Running and Verifying Chi-Square Tests in GraphPad Prism: A Step-by-Step Guide The Chi-square ( χ2chi squared
This is arguably the most critical assumption, and it is one that . Each subject in your study must contribute independently to the contingency table. Independence means that the outcome for one subject does not influence the outcome for any other subject in any way. If you are combining data from two different clinics, two different hospitals, or two different experimental batches, you are likely violating this assumption. In such cases, you need more advanced statistical tools such as logistic regression (available from Prism 8.3 onward) to properly account for the clustering.
: Input your data into the grid where rows represent groups (e.g., treatment) and columns represent outcomes (e.g., pass/fail). Do not use normalized values . chi square graphpad verified
: Not statistically significant. You fail to reject the null hypothesis. Chi-Square Statistic ( χ2chi squared ) and Degrees of Freedom (df)

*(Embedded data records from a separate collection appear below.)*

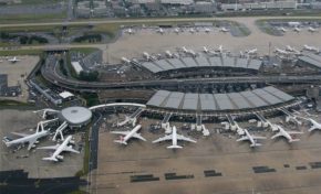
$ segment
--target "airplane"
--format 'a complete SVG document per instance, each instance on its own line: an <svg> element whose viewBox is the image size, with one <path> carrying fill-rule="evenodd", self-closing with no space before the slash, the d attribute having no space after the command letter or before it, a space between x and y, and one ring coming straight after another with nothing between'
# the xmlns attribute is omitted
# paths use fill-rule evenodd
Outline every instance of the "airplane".
<svg viewBox="0 0 321 194"><path fill-rule="evenodd" d="M251 55L251 54L257 54L258 48L252 48L252 50L247 50L246 53Z"/></svg>
<svg viewBox="0 0 321 194"><path fill-rule="evenodd" d="M281 126L277 125L279 132L271 137L271 139L276 139L278 137L284 137L288 142L300 141L300 139L293 139L291 134L302 134L301 131L286 131Z"/></svg>
<svg viewBox="0 0 321 194"><path fill-rule="evenodd" d="M222 53L222 45L219 45L217 50L215 50L216 52Z"/></svg>
<svg viewBox="0 0 321 194"><path fill-rule="evenodd" d="M172 140L172 146L167 147L167 149L182 149L183 147L177 144L177 140L189 141L189 142L196 143L196 141L190 138L186 138L182 134L177 134L177 129L175 126L173 126L172 134L167 134L163 138L158 138L157 140L154 140L153 143L167 141L167 140Z"/></svg>
<svg viewBox="0 0 321 194"><path fill-rule="evenodd" d="M279 31L287 32L288 30L281 26L279 28Z"/></svg>
<svg viewBox="0 0 321 194"><path fill-rule="evenodd" d="M136 138L143 141L146 141L145 138L141 136L141 133L137 133L137 131L142 128L141 125L137 125L133 130L131 131L111 131L113 134L121 134L120 140L114 140L115 143L121 143L121 144L127 144L127 141L131 138Z"/></svg>
<svg viewBox="0 0 321 194"><path fill-rule="evenodd" d="M318 30L314 29L314 28L312 28L312 26L309 26L308 31L311 32L311 33L313 33L313 32L318 32Z"/></svg>
<svg viewBox="0 0 321 194"><path fill-rule="evenodd" d="M71 139L72 139L72 136L69 136L61 144L51 146L51 147L41 147L37 149L55 150L51 157L42 158L42 160L58 162L59 160L63 160L63 155L60 154L61 152L68 151L68 152L73 152L73 153L80 153L79 151L74 150L72 146L68 146L69 143L74 143Z"/></svg>
<svg viewBox="0 0 321 194"><path fill-rule="evenodd" d="M318 47L315 47L315 46L309 46L309 45L307 45L307 44L303 45L303 50L307 50L307 51L314 51L314 52L317 52L317 53L320 52L320 50L319 50Z"/></svg>
<svg viewBox="0 0 321 194"><path fill-rule="evenodd" d="M125 33L127 34L135 34L134 30L132 28L125 30Z"/></svg>
<svg viewBox="0 0 321 194"><path fill-rule="evenodd" d="M219 31L220 31L220 32L224 32L224 33L225 33L225 32L229 32L229 30L228 30L228 29L226 29L225 26L224 26L224 28L221 28L221 29L219 29Z"/></svg>
<svg viewBox="0 0 321 194"><path fill-rule="evenodd" d="M195 30L194 29L189 29L189 32L194 34L195 33Z"/></svg>
<svg viewBox="0 0 321 194"><path fill-rule="evenodd" d="M162 28L157 29L156 32L158 32L158 33L162 34L162 35L165 33L164 30L163 30Z"/></svg>
<svg viewBox="0 0 321 194"><path fill-rule="evenodd" d="M17 58L17 56L14 56L13 58L8 58L8 62L11 63L15 63L15 62L20 62L21 60Z"/></svg>
<svg viewBox="0 0 321 194"><path fill-rule="evenodd" d="M289 52L278 48L278 47L276 47L275 53L284 54L284 55L290 54Z"/></svg>
<svg viewBox="0 0 321 194"><path fill-rule="evenodd" d="M178 33L179 33L179 28L176 28L176 29L174 30L174 32L175 32L176 34L178 34Z"/></svg>
<svg viewBox="0 0 321 194"><path fill-rule="evenodd" d="M49 130L42 130L42 131L37 131L33 134L24 134L24 133L18 133L18 132L11 132L12 134L19 136L21 138L15 139L15 140L11 140L8 137L3 137L2 142L7 146L7 147L11 147L13 144L22 144L22 143L29 143L28 146L28 150L30 150L31 148L34 148L37 143L39 143L38 139L46 137L50 134Z"/></svg>
<svg viewBox="0 0 321 194"><path fill-rule="evenodd" d="M209 53L209 50L206 46L203 46L203 52L204 53Z"/></svg>
<svg viewBox="0 0 321 194"><path fill-rule="evenodd" d="M249 131L247 129L244 129L244 131L245 131L246 134L244 137L241 137L240 139L236 140L236 141L237 142L239 142L239 141L250 141L250 143L251 143L250 147L252 147L252 148L262 146L261 143L257 142L258 139L267 139L266 137L252 136L252 134L249 133Z"/></svg>
<svg viewBox="0 0 321 194"><path fill-rule="evenodd" d="M173 57L174 57L173 54L170 53L170 51L168 51L168 50L165 51L165 54L166 54L166 56L169 57L169 58L173 58Z"/></svg>
<svg viewBox="0 0 321 194"><path fill-rule="evenodd" d="M320 122L317 122L314 119L311 119L311 118L309 118L308 120L312 123L311 128L308 129L309 132L314 131L315 129L321 130Z"/></svg>
<svg viewBox="0 0 321 194"><path fill-rule="evenodd" d="M300 29L299 26L296 26L296 28L293 29L293 31L299 33L299 32L301 32L301 29Z"/></svg>

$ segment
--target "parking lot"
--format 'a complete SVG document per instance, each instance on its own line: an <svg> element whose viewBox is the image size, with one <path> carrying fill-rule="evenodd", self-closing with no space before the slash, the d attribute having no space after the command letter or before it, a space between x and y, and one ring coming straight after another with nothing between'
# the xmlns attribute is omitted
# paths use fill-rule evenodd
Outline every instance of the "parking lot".
<svg viewBox="0 0 321 194"><path fill-rule="evenodd" d="M12 56L10 56L10 58ZM2 63L0 63L0 73L8 74L8 86L21 85L22 89L22 95L18 97L10 97L9 99L27 101L28 87L24 83L24 79L39 62L39 56L17 56L17 58L21 61L15 63L8 62L6 58L3 58L3 56L1 56L1 58Z"/></svg>
<svg viewBox="0 0 321 194"><path fill-rule="evenodd" d="M234 136L216 133L219 126L211 123L206 125L210 137L191 136L196 144L180 142L184 149L173 151L166 149L170 142L151 142L163 136L147 130L159 120L141 121L147 142L133 140L127 147L113 142L118 137L108 132L108 125L101 128L93 193L319 193L321 133L308 133L307 126L300 142L268 138L261 148L250 149ZM173 125L180 129L183 123ZM186 136L187 131L178 133Z"/></svg>

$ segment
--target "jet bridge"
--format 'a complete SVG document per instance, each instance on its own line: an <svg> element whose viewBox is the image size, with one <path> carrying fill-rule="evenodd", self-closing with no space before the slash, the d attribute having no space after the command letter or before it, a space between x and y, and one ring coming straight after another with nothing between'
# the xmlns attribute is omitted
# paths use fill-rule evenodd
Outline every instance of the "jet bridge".
<svg viewBox="0 0 321 194"><path fill-rule="evenodd" d="M173 115L172 112L167 112L165 115L165 117L164 117L164 119L162 120L162 123L161 123L161 127L163 129L166 129L167 125L169 123L169 119L170 119L172 115Z"/></svg>

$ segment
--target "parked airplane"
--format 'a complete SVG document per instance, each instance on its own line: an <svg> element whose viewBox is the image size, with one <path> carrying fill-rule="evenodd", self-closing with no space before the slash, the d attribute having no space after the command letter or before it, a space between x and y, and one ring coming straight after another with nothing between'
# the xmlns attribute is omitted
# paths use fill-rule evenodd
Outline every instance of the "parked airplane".
<svg viewBox="0 0 321 194"><path fill-rule="evenodd" d="M296 26L296 28L293 29L293 31L299 33L299 32L301 32L301 29L300 29L299 26Z"/></svg>
<svg viewBox="0 0 321 194"><path fill-rule="evenodd" d="M8 58L8 62L11 63L15 63L15 62L20 62L21 60L17 58L17 56L14 56L13 58Z"/></svg>
<svg viewBox="0 0 321 194"><path fill-rule="evenodd" d="M303 45L303 50L313 51L313 52L317 52L317 53L320 52L320 50L318 47L315 47L315 46L309 46L307 44Z"/></svg>
<svg viewBox="0 0 321 194"><path fill-rule="evenodd" d="M318 30L314 29L314 28L312 28L312 26L309 26L308 31L311 32L311 33L313 33L313 32L318 32Z"/></svg>
<svg viewBox="0 0 321 194"><path fill-rule="evenodd" d="M125 30L125 33L127 34L135 34L134 30L132 28Z"/></svg>
<svg viewBox="0 0 321 194"><path fill-rule="evenodd" d="M74 150L72 146L68 146L69 143L74 143L71 139L72 136L69 136L61 144L38 148L41 150L55 150L51 157L42 158L42 160L58 162L59 160L63 160L63 155L60 154L61 152L68 151L73 153L80 153L79 151Z"/></svg>
<svg viewBox="0 0 321 194"><path fill-rule="evenodd" d="M252 50L246 50L246 53L251 55L251 54L257 54L258 48L252 48Z"/></svg>
<svg viewBox="0 0 321 194"><path fill-rule="evenodd" d="M196 143L196 141L190 138L186 138L182 134L177 134L177 130L175 126L173 126L172 134L167 134L163 138L154 140L153 143L157 143L161 141L168 141L168 140L172 140L172 146L167 147L167 149L182 149L183 147L177 144L177 140L189 141L189 142Z"/></svg>
<svg viewBox="0 0 321 194"><path fill-rule="evenodd" d="M194 34L195 33L195 30L194 29L189 29L189 32Z"/></svg>
<svg viewBox="0 0 321 194"><path fill-rule="evenodd" d="M275 52L279 53L279 54L284 54L284 55L290 54L289 52L281 50L281 48L278 48L278 47L276 47Z"/></svg>
<svg viewBox="0 0 321 194"><path fill-rule="evenodd" d="M314 131L315 129L321 130L320 122L317 122L314 119L311 119L311 118L309 118L308 120L312 123L311 128L308 129L309 132Z"/></svg>
<svg viewBox="0 0 321 194"><path fill-rule="evenodd" d="M284 29L283 26L281 26L281 28L279 28L279 31L287 32L288 30Z"/></svg>
<svg viewBox="0 0 321 194"><path fill-rule="evenodd" d="M226 29L225 26L224 26L224 28L221 28L221 29L219 29L219 31L220 31L220 32L229 32L229 30L228 30L228 29Z"/></svg>
<svg viewBox="0 0 321 194"><path fill-rule="evenodd" d="M157 29L156 32L162 34L162 35L165 33L165 31L162 28Z"/></svg>
<svg viewBox="0 0 321 194"><path fill-rule="evenodd" d="M39 143L38 139L49 136L50 131L42 130L42 131L37 131L33 134L24 134L24 133L18 133L18 132L11 132L11 133L19 136L21 138L11 140L8 137L3 137L2 141L6 143L7 147L11 147L13 144L29 143L28 150L30 150L31 148L35 147L34 144Z"/></svg>
<svg viewBox="0 0 321 194"><path fill-rule="evenodd" d="M178 33L179 33L179 28L176 28L176 29L174 30L174 32L175 32L176 34L178 34Z"/></svg>
<svg viewBox="0 0 321 194"><path fill-rule="evenodd" d="M247 129L244 129L245 131L245 136L241 137L240 139L236 140L238 141L250 141L250 147L260 147L262 146L261 143L258 143L257 140L258 139L267 139L266 137L259 137L259 136L252 136L249 133L249 131Z"/></svg>
<svg viewBox="0 0 321 194"><path fill-rule="evenodd" d="M146 141L146 139L141 136L141 133L137 133L137 131L141 128L142 128L142 126L141 125L137 125L131 131L111 131L111 133L113 133L113 134L121 134L121 139L120 140L114 140L114 142L121 143L121 144L127 144L127 141L131 138L136 138L136 139L143 140L143 141Z"/></svg>
<svg viewBox="0 0 321 194"><path fill-rule="evenodd" d="M276 139L278 137L284 137L288 142L300 141L300 139L293 139L291 134L302 134L301 131L286 131L281 126L277 125L279 132L271 137L271 139Z"/></svg>
<svg viewBox="0 0 321 194"><path fill-rule="evenodd" d="M173 57L174 57L173 54L170 53L170 51L168 51L168 50L165 51L165 54L166 54L166 56L169 57L169 58L173 58Z"/></svg>

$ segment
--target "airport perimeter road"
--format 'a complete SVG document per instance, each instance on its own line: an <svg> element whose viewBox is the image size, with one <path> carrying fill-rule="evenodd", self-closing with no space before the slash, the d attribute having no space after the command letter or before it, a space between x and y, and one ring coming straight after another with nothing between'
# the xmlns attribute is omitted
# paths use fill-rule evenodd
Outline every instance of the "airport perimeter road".
<svg viewBox="0 0 321 194"><path fill-rule="evenodd" d="M244 18L163 18L163 19L106 19L106 20L80 20L80 21L61 21L61 22L34 22L34 23L8 23L0 24L0 28L8 26L30 26L30 25L61 25L61 24L135 24L148 22L196 22L196 21L255 21L258 19L321 19L321 17L244 17Z"/></svg>

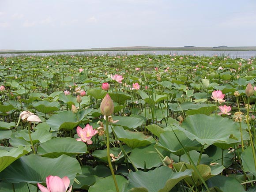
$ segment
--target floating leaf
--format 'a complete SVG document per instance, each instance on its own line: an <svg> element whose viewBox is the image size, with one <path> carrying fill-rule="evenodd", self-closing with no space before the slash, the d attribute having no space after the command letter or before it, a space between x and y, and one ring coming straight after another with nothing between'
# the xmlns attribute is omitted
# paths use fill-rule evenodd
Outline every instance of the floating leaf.
<svg viewBox="0 0 256 192"><path fill-rule="evenodd" d="M131 172L128 175L128 188L131 192L169 192L179 181L191 175L191 170L174 173L166 166L147 172L140 170Z"/></svg>
<svg viewBox="0 0 256 192"><path fill-rule="evenodd" d="M20 158L8 166L1 173L1 177L14 183L36 184L45 182L49 175L61 178L67 176L71 185L76 174L81 173L80 165L75 158L62 155L51 158L31 154Z"/></svg>
<svg viewBox="0 0 256 192"><path fill-rule="evenodd" d="M145 136L141 132L125 130L120 126L115 126L113 130L119 140L124 142L133 149L156 143L155 140L151 136Z"/></svg>
<svg viewBox="0 0 256 192"><path fill-rule="evenodd" d="M53 138L40 144L38 154L42 157L58 157L62 154L72 156L87 152L86 144L71 138Z"/></svg>

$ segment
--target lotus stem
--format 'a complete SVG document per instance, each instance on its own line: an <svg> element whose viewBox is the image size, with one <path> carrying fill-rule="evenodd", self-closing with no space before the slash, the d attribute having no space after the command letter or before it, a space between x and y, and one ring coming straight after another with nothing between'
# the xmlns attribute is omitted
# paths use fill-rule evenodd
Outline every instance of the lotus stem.
<svg viewBox="0 0 256 192"><path fill-rule="evenodd" d="M33 151L33 153L34 154L36 154L36 151L35 150L35 148L34 147L34 145L33 144L33 142L32 139L32 137L31 136L31 134L30 132L30 124L28 122L27 129L28 130L28 136L29 136L29 139L30 140L30 142L31 144L31 147L32 148L32 150Z"/></svg>
<svg viewBox="0 0 256 192"><path fill-rule="evenodd" d="M247 115L246 115L246 122L247 124L247 127L248 131L249 131L249 135L250 136L250 141L251 145L252 146L252 155L253 156L253 160L254 160L254 166L256 169L256 154L255 154L255 147L253 141L252 141L252 133L251 133L251 127L249 125L249 110L250 110L250 97L248 97L248 103L247 105Z"/></svg>
<svg viewBox="0 0 256 192"><path fill-rule="evenodd" d="M113 167L112 166L112 163L110 159L110 154L109 153L109 117L107 115L106 115L106 135L107 136L107 155L108 157L108 162L109 162L109 168L110 169L112 177L113 177L114 183L115 183L116 189L117 192L119 192L118 185L117 185L117 180L116 179L116 176L115 176L115 173L114 173L114 170L113 170Z"/></svg>

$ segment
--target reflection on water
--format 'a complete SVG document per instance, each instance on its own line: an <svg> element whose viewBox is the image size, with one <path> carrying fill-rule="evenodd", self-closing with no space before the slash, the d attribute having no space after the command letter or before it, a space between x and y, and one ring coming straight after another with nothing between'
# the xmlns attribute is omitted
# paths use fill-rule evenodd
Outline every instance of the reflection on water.
<svg viewBox="0 0 256 192"><path fill-rule="evenodd" d="M192 55L195 56L213 56L215 55L218 56L229 56L230 58L241 58L249 59L256 57L256 51L84 51L80 52L63 52L50 53L5 53L0 54L0 56L49 56L51 55L68 55L80 56L101 56L109 55L172 55L185 56Z"/></svg>

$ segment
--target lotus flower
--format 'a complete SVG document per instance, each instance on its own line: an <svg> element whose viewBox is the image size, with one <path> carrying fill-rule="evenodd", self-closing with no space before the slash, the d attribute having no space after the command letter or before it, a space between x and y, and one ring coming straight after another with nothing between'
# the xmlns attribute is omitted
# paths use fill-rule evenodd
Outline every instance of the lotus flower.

Tells you if the association is statistically significant (usually Chi-square value ( χ2chi squared ): The calculated statistic. Degrees of Freedom (df): Calculated based on table size. Running and Verifying Chi-Square Tests in GraphPad Prism:
Measures the strength of the association. 3. Key Considerations for Verified Results
Ideal for showing how the relative proportion of outcomes changes across your experimental groups. Use the Format Graph options to add asterisks (e.g., ** for If you are combining data from two different
The Y-axis represents the raw frequency or percentage of outcomes within those groups.
: You must enter the exact raw number of subjects or events . Never input normalized values, fractions, averages, or percentages. Prism requires raw integers because the underlying calculation is fundamentally dependent on actual sample size. GraphPad Prism 11 User Guide - Contingency tables
Each subject must contribute to only one cell in the data table. Repeated measures on the same subject cannot be analyzed with a standard Chi-square test.
“A significant association was observed between treatment type and patient recovery (χ²(1) = 6.48, P = 0.011, odds ratio = 2.3, 95% CI: 1.2 to 4.5).”